Interest payments alone totaled P127.82 billion compared to P104.44 billion and P63.63 billion a year and one month earlier, respectively.

Local creditors accounted for almost all interest payments at P94.6 billion, also higher than the P72.29 billion a year earlier and the P41.78 billion in December 2025.

Fixed-rate Treasury bond payments amounted to P85.4 billion, followed by T-bills, P3.68 billion; and retail T-bonds, P3.56 billion.

Amortization hit P9.85 billion — with local amortization comprising the bulk at P8.09 billion — way higher than the P2.08 billion in January last year, but lower than December 2025‘s P15.01 billion.

Meanwhile, the national government’s outstanding debt hit a new record high at the start of the year, as it sought more favorable financing terms amid global uncertainties, the Treasury said.
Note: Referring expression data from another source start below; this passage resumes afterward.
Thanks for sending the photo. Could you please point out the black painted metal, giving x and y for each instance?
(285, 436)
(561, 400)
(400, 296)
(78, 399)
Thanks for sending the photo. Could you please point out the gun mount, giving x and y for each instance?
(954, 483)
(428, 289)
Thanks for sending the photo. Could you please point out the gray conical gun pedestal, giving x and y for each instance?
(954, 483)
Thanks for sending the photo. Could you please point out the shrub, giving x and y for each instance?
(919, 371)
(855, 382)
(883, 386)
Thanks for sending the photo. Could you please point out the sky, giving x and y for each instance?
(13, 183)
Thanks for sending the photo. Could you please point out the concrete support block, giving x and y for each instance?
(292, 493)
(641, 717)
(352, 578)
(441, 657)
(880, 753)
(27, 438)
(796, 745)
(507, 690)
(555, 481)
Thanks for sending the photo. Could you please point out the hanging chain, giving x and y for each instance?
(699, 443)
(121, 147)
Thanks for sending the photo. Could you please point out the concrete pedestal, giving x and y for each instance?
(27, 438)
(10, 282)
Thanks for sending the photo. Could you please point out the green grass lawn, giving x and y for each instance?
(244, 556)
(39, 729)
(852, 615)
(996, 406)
At P18.13 trillion, outstanding debt grew by P1.82 trillion in January, or 11.16 percent higher than P16.31 trillion a year earlier, and 2.41 percent more than December 2025’s P17.71 trillion.

Yet the government’s debt portfolio remained “sustainable amid pressing challenges in the domestic and global landscape,” the Treasury noted, explaining that “with domestic debt comprising 68.0 percent of the total debt stock, exposure to foreign exchange risks is effectively limited.”

Likewise, domestic debt climbed to P12.32 trillion, up by P1.24 trillion or 11.19 percent, a year earlier.

External debt, meanwhile, spiked by P580.51 billion to P5.81 trillion, due to the issuance of new global bonds and net availing of official development assistance from international development partners.